Most people with gout will have other risks factors for heart attacks and strokes, such as:
- Being overweight
- Having high blood pressure
- Having abnormal blood lipids (cholesterol)
- Smoking
You need to take this risk very seriously. The good news is that you can simultaneously reduce the chances of gout attacks, heart attacks and strokes by making the same lifestyle changes and checking with your doctor to ensure you are on optimal treatment.
What can you do to reduce your risk?
There are several steps you can take to reduce your chances of gout flare-ups, heart attacks and strokes:
- Stop smoking.
- Get down to a healthy weight.
- Eat a diet rich in fruits and vegetables.
- Take any medicines prescribed for gout correctly and regularly.

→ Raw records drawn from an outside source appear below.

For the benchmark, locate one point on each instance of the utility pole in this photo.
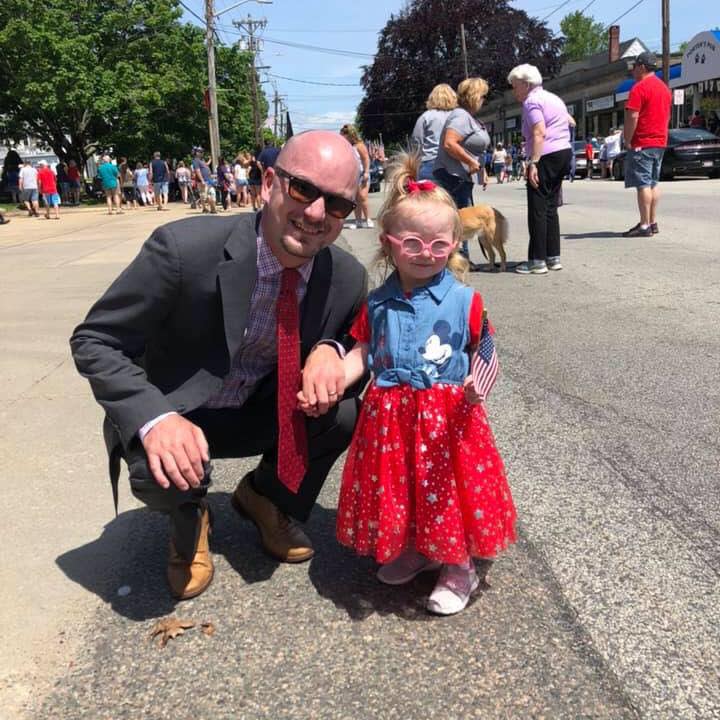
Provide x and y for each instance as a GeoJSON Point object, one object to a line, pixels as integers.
{"type": "Point", "coordinates": [214, 130]}
{"type": "Point", "coordinates": [250, 26]}
{"type": "Point", "coordinates": [666, 40]}
{"type": "Point", "coordinates": [464, 48]}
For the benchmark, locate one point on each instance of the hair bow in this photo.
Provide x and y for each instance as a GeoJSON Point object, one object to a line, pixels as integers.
{"type": "Point", "coordinates": [423, 185]}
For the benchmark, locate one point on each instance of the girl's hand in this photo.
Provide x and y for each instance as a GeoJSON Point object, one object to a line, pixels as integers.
{"type": "Point", "coordinates": [470, 395]}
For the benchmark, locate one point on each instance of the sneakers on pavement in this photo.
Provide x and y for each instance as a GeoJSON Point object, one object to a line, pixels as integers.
{"type": "Point", "coordinates": [403, 569]}
{"type": "Point", "coordinates": [453, 589]}
{"type": "Point", "coordinates": [534, 268]}
{"type": "Point", "coordinates": [638, 231]}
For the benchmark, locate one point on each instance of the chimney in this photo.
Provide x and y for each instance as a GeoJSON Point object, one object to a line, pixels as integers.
{"type": "Point", "coordinates": [613, 43]}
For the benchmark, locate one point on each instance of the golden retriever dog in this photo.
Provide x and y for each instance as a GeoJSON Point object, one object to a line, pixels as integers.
{"type": "Point", "coordinates": [490, 226]}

- See your doctor and get the following measurements checked. If they are high, talk to your doctor about treatment:
- Your blood pressure
- Your blood lipids (cholesterol)
- Your blood uric acid level
- Follow all the usual recommendations to avoid a gout flare-up:
- Avoid purine-rich foods
- Drink lots of fluids
- Minimise your alcohol consumption
You’ve seen all these recommendations before, and it’s easy to become complacent, but your future really is in your hands.
Take action today. Add these recommendations to your to-do list or diary, post them on your fridge door, and make an appointment to see your doctor. Choose a healthier future today!

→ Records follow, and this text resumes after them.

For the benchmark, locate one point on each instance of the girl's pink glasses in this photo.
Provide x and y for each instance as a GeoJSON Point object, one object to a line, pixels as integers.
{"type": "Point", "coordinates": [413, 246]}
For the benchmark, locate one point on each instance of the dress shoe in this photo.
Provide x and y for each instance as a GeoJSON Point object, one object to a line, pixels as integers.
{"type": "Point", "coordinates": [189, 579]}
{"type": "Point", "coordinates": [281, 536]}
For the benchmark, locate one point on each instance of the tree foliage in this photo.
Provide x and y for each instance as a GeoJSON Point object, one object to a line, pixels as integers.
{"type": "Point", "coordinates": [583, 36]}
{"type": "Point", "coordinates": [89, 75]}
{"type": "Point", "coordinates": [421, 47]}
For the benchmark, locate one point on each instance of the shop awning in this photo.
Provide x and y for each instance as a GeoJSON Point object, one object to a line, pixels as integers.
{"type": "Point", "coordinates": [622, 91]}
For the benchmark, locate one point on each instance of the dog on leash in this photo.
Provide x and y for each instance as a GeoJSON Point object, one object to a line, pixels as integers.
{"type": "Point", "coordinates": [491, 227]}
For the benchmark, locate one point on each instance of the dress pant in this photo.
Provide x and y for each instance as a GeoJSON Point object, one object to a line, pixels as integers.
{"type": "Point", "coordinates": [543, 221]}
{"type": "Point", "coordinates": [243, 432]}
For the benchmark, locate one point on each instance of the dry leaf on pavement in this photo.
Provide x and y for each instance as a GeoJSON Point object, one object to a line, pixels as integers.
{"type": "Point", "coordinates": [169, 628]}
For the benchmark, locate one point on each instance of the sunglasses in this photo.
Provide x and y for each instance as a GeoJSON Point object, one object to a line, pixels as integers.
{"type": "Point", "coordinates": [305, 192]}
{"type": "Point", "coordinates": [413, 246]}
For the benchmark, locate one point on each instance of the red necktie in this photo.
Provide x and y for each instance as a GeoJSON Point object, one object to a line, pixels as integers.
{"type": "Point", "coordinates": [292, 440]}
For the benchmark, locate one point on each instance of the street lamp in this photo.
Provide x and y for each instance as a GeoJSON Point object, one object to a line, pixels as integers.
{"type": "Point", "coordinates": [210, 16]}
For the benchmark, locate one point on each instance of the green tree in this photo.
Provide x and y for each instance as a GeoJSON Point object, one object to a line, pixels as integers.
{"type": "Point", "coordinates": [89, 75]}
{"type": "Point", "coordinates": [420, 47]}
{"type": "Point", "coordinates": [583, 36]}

Really interesting. I have gout flares and try and manage with colchine but it soon starts to upset me. I have been prescribed allupurinol for long term use so after reading this article I feel prompted to take it when gout flare has subsided.
You’re right, Diana. Colchicine has what we call a narrow therapeutic window. There’s very little room between an effective dose and one that causes side effects.
If you’ve been prescribed allopurinol, you’re lucky. Only about a third of people with gout in the UK get a medicine like allopurinol to lower the uric acid in their body. Without it, although colchicine or non-steroidal anti-inflammatories treat an acute attack, the uric acid keeps building up in the joints and other tissues, causing damage and storing up problems for the future.
Ask your doctor to check your uric acid levels at intervals once you start. In a US study, only 20% of people on allopurinol ever reached their target uric acid level. Another 20% didn’t achieve their target level, and fully 60% never had their uric acid level measured! It’s not for no reason that gout has been described as one of the worst-treated chronic diseases. It’s important to push for the best care.